Many Dealerships Are Failing to Properly Execute Email Campaigns
Many automotive dealerships are behind the curve in adopting real email marketing presences to appeal to the countless millions of motorists equipped with mobile devices and frequenting social media. According to Kevin Root of Dealer Marketing Magazine, "the average dealership has less than ten percent accurate email addresses for their total customer base." 6
If the numbers are extrapolated to the Gartner Research findings, these dealerships are potentially losing out on over 66.5% of social media's effectiveness in driving the purchase decision to buy a car.

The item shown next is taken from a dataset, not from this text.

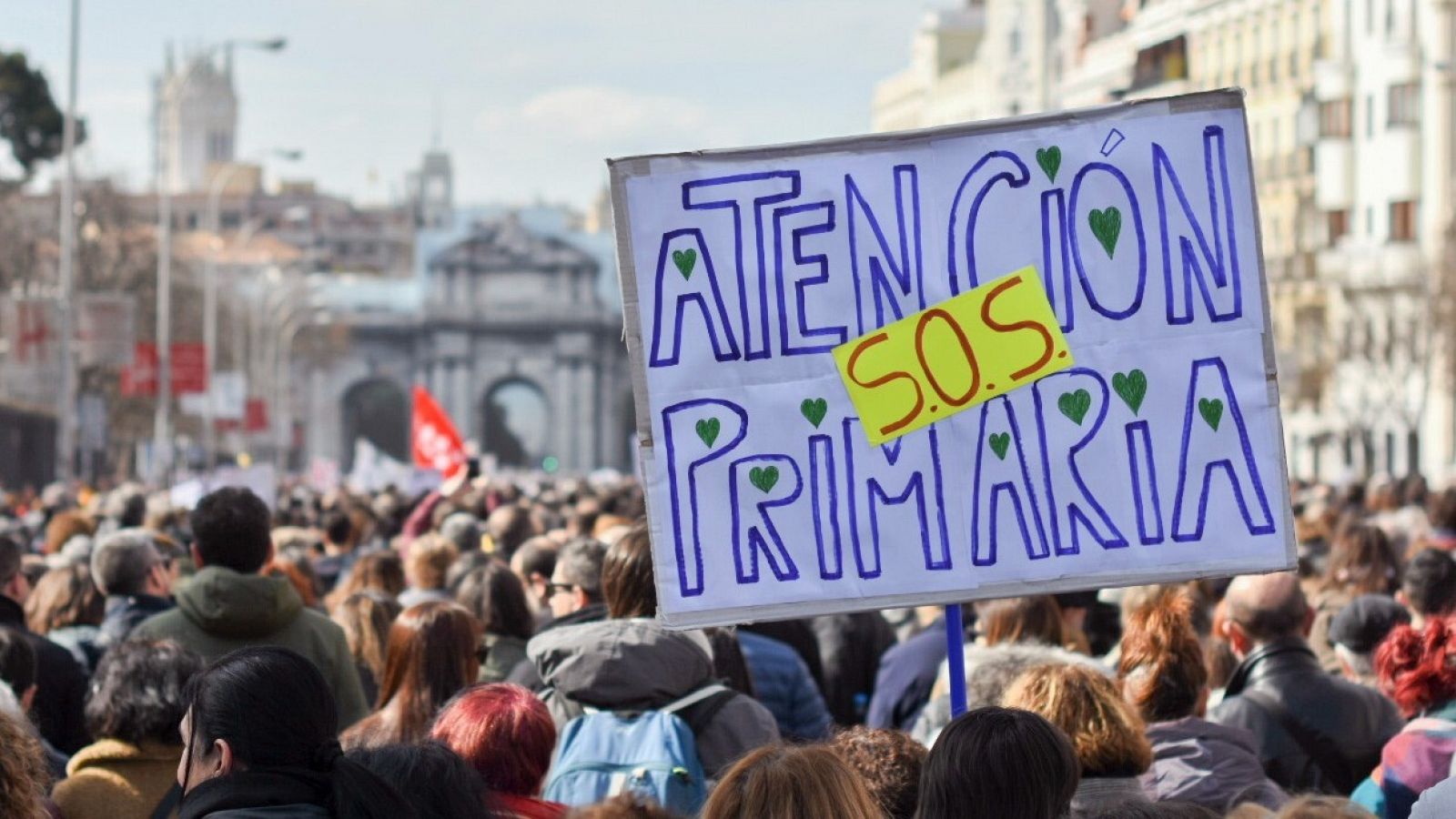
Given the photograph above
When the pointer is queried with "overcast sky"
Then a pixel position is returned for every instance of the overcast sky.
(535, 94)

When that staggering statistic is combined with the finding in the Cobalt Group's National Automotive eShopper Experience Study7
(which revealed that dealers do not respond in any way to fully 25% of all email generated leads and of the ones who do, 30% never follow up) it can be concluded that the current state of many dealerships' email marketing leaves much to be desired.

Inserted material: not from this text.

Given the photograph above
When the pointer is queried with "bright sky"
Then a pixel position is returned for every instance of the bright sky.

Of the dealers surveyed in the Cobalt study, only 46.2% replied to an email within an hour, with the majority leaving the email reply for much later. A great number of these emails were rather scant in the important details that the consumer seeks. 63.8% did not quote a price of any kind, 56.2% did not address availability of the desired vehicle, and 87% did not provide any information as to the value of the brand or the vehicle they were interested in. 23% of all customers that switched brands claimed poor dealer interaction for their decision, thus it can be concluded that lack of proper and thorough responsiveness to email queries is primarily to blame for this considerable number of lost sales.
Another Cobalt study, this one conducted in conjunction with web giant Yahoo!, found that emails from dealerships and social networking tools
were the primary sources of information to 71% of individuals purchasing a motor vehicle. Local Automotive Dealerships: The Role Of Interactive Media In The Local Car Shopping Process8
also found that 23% of all visits to dealership websites were triggered through an email link. Receiving an email from the dealership was the number one action that convinced prospects to visit the showroom. Fully 59% of all motorists stated that it was the dealer's email that got them to travel to the lot.
It can be concluded from this data that email marketing is an exceptionally powerful and effective means of automotive dealership promotion
, but it is imperative that the entire customer process be streamlined and facilitated to the nth degree in order to translate the greatest possible number of inquiries into sales. Dropping the ball by failing to reply or follow-up is costing a great number of automotive dealerships such a substantial percentage of sales that this factor alone could legitimately make the difference between a successful and a failing business.